Service Robotics: How Ready are Consumers to Adopt and What Drives Acceptance?

Rockbridge’s Principal, Chief Methodologist and Founder, Charles Colby recently presented at the Frontiers in Service Conference in Bergen, Norway.  His presentation examines the introduction of intelligent robots to take over tasks performed by consumers or employees.  Examples of robotic services in the future may include: renting a car that also performs the driving, riding in a taxi cab without a driver, receiving a package delivered by air by a pilotless drone, interacting with a robotic server at a restaurant, or having manual housework performed by a robotic servant.

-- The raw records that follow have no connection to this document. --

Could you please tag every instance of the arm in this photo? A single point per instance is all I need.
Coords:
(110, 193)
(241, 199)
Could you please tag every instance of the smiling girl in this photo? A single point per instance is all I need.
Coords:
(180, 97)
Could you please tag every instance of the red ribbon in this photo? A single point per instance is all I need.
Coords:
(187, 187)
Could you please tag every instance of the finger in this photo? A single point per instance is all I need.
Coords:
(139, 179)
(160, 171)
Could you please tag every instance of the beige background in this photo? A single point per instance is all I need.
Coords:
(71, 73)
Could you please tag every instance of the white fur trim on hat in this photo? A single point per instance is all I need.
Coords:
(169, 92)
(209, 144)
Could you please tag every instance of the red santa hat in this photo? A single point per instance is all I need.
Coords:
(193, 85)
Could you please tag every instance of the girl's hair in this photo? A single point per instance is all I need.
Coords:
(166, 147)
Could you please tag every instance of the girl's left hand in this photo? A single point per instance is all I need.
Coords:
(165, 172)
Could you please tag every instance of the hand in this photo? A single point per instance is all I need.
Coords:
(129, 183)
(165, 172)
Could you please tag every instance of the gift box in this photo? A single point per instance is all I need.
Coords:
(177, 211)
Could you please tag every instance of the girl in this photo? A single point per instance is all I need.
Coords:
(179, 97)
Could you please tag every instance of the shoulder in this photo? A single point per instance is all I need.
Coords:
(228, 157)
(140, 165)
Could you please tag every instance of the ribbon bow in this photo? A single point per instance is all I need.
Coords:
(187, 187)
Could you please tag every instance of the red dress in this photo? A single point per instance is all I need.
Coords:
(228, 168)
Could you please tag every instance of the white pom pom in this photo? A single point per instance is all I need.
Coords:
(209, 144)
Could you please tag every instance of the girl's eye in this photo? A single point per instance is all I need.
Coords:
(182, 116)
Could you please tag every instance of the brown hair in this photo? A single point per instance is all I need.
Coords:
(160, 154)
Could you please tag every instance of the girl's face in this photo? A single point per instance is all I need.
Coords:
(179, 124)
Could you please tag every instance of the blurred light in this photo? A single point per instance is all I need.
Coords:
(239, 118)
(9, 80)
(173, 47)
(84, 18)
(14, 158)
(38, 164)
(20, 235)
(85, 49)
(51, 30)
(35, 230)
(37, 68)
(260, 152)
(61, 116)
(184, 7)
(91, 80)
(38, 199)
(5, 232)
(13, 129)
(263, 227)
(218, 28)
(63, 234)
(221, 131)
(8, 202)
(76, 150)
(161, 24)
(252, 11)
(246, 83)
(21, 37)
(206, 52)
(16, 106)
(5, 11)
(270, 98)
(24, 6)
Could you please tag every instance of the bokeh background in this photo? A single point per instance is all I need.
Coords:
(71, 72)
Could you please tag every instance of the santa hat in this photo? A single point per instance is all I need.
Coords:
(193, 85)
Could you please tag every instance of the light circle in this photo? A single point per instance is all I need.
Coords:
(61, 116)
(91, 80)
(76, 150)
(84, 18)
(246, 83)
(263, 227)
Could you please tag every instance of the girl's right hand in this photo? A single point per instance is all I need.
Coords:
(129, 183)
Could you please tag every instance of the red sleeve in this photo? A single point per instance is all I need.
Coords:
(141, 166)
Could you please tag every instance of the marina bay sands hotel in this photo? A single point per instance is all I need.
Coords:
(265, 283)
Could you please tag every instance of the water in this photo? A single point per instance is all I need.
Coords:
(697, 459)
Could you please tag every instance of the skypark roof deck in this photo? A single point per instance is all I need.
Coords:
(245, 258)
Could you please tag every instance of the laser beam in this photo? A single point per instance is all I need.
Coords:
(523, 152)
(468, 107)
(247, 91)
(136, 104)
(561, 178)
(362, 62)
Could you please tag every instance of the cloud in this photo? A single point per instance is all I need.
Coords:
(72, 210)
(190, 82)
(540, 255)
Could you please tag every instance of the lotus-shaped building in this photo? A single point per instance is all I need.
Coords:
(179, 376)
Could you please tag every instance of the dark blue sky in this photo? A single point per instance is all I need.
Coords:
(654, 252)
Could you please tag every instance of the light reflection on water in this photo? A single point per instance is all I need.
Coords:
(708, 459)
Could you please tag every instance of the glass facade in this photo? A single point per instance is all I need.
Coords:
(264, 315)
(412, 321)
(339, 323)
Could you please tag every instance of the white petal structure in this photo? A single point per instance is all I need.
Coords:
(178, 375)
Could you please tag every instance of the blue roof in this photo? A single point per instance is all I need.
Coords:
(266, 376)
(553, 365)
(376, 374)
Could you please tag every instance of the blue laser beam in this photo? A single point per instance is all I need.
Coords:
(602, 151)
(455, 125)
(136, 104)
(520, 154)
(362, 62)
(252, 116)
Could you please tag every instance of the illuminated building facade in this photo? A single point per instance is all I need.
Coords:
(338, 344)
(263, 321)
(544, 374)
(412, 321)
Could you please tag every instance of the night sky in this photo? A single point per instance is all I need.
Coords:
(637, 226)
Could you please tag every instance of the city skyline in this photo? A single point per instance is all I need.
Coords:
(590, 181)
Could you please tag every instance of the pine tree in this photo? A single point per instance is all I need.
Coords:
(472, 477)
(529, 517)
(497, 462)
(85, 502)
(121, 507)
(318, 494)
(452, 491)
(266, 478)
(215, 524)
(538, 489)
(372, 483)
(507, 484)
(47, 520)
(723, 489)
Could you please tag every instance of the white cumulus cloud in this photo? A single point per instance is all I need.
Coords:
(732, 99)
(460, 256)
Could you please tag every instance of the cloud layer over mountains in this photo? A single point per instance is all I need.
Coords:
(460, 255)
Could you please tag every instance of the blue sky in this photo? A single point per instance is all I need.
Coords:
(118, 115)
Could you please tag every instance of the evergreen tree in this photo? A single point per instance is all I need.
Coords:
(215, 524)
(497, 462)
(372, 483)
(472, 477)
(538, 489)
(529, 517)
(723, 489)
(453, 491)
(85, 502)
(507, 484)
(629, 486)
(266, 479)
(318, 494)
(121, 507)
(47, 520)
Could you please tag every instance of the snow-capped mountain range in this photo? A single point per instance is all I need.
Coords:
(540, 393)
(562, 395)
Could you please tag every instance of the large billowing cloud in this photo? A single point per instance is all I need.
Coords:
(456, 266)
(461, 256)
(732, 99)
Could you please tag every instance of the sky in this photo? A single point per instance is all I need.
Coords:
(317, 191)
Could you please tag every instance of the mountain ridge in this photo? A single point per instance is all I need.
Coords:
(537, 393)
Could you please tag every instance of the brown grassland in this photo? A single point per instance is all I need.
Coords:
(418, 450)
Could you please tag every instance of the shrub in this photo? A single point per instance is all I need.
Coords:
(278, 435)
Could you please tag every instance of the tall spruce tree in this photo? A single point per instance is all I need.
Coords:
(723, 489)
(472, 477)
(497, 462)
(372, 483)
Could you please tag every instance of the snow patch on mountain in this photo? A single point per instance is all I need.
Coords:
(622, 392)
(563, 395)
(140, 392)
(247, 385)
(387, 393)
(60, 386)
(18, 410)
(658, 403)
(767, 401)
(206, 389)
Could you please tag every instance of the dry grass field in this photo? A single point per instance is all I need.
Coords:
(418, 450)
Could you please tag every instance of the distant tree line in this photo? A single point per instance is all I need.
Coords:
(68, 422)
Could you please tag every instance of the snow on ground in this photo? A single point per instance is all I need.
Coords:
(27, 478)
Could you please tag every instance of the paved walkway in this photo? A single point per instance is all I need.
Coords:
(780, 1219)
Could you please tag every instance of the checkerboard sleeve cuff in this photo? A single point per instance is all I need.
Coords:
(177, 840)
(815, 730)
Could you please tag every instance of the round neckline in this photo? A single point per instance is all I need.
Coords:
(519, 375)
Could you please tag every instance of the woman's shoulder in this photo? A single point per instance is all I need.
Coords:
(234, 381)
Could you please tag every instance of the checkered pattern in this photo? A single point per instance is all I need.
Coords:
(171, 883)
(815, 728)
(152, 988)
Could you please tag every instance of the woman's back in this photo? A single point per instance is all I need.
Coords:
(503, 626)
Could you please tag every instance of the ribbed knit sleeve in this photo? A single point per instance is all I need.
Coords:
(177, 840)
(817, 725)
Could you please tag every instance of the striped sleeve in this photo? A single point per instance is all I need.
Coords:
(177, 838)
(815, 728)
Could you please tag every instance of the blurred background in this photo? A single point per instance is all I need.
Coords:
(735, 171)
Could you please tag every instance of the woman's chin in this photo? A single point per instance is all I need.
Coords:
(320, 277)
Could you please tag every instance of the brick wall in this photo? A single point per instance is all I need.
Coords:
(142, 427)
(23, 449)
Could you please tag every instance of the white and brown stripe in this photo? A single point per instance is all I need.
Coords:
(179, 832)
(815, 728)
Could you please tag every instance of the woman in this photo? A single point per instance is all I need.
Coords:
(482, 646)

The presentation reveals interesting findings on general acceptance of robotics in addition to a causal analysis of factors behind acceptance.  For example: consumers have a high level of interest in a robotic servant to handle menial labor at home (e.g., cleaning toilets and vacuuming), but little interest in riding in a driverless taxi.  Consumers strongly believe there is a risk of becoming too dependent on robots, but ironically, this concern tends not to significantly dampen interest in robots.  On the other hand, concern with getting robots to operate properly and fear of harm from them are significantly-negative correlates.  Acceptance of robots and robotic services correlates with technology readiness, measured by our TRI 2.0 scale.